I'll check your new aesni hash, but would recommend to try a simple fast 32bit h...

rurban · on March 3, 2020

So I tested your aesnihash with smhasher. It's really bad. A much better 64bit aesni variant would be falkhash, which is 4x faster, supports a seed and passes most tests.

https://github.com/gamozolabs/falkhash nasm -f elf64 -o falkhash-elf64.o falkhash.asm

majke · on March 3, 2020

<update> Crap. That gist contained some draft version of aesnihash. SORRY. See updated version https://gist.github.com/majek/96dd615ed6c8aa64f60aac14e3f6ab... </update>

Thanks for spending time on this. I would like to understand what "really bad" and "fails most of the tests" means.

For the record, the commit: https://github.com/rurban/smhasher/commit/10f56385f3e9abb018...

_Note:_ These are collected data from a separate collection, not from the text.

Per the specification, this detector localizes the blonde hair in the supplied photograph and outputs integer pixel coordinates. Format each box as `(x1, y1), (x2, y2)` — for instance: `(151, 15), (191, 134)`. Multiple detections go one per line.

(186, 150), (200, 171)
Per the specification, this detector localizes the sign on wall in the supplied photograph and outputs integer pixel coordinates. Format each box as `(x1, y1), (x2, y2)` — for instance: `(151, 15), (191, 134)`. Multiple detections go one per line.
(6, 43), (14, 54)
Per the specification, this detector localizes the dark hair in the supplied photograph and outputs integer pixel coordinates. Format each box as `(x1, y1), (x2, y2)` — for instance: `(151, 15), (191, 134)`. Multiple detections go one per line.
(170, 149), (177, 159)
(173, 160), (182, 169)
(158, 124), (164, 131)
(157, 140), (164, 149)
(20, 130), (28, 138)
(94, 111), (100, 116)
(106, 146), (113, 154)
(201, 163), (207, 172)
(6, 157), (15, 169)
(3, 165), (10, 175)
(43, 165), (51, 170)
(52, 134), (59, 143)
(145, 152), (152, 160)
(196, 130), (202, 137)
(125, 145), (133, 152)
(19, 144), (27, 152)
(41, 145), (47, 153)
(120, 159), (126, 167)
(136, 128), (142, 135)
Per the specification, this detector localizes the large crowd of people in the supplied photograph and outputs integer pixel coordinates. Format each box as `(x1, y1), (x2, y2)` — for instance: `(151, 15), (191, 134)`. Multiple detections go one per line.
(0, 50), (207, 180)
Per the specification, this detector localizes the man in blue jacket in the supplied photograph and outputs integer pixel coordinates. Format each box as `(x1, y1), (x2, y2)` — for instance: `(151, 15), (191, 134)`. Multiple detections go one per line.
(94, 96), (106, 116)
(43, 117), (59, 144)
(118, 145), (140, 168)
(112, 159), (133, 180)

The main point of this hash, in this context, is to do streaming hash and find \n at in one loop. The intention is to reduce data loads _mm_loadu_si128 (I already have user data in xmm0, so why not do some aesni already?). Because it's streaming I can't for example derive the initial seed based on the chunk length, since it's unknown at the time of calling hash. See:

https://github.com/cloudflare/cloudflare-blog/blob/master/20...

I don't need full aes hash, but maybe that could be an option as well.

In other words, in my case I don't care just about hash() speed. I care about memchr() + hash() speed. I would like to understand/measure the hash quality itself. Maybe adding another aesenc round would be sufficient to fix it.

telendram · on March 10, 2020

Even falkhash is not that great, and feature an abnormal amount of collisions as the nb of hashes increase. Basically, all "naive" AES implementations share this design weakness.